When we communicate with our daughters about these kinds of issues, how can we tell our daughters that we believe that they should be allowed to choose an abortion without our knowledge or consent without compromising the values, found in Scripture, that God requires us to teach our children?
To be clear, I do not believe that this law by itself helps or hinders us from teaching our children about God’s commandments, but our support or rejection of this law does communicate our values in a way that really does affect what our children learn from us about God and what he has commanded.

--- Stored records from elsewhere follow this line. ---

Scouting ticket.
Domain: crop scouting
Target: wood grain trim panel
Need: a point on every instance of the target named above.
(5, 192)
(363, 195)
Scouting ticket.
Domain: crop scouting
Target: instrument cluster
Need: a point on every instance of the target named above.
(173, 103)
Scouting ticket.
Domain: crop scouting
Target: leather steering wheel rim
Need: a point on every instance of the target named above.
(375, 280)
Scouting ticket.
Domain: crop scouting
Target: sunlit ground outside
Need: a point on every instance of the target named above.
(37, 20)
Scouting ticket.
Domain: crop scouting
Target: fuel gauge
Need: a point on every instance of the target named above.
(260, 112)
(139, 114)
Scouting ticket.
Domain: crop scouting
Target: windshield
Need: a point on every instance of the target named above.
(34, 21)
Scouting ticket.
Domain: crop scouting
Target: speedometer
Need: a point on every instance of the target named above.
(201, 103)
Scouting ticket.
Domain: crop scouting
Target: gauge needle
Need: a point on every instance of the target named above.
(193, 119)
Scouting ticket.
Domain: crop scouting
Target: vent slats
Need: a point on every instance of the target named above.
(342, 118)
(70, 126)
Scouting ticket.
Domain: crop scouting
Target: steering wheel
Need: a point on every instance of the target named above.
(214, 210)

 The Hebrew phrase לבניך שננתם used in this verse literally means ‘pierce them to your sons;’ metaphorically this verb carries the idea of strong forceful speech and can be used in a positive sense as it is here in this passage or in a negative sense as it is in Psalms 64:3 “They sharpen their tongues like swords and aim their words like deadly arrows” or in Psalms 140:3 “They make their tongues as sharp as a serpent’s; the poison of vipers is on their lips.” In every case this verb demonstrates strong intentionality.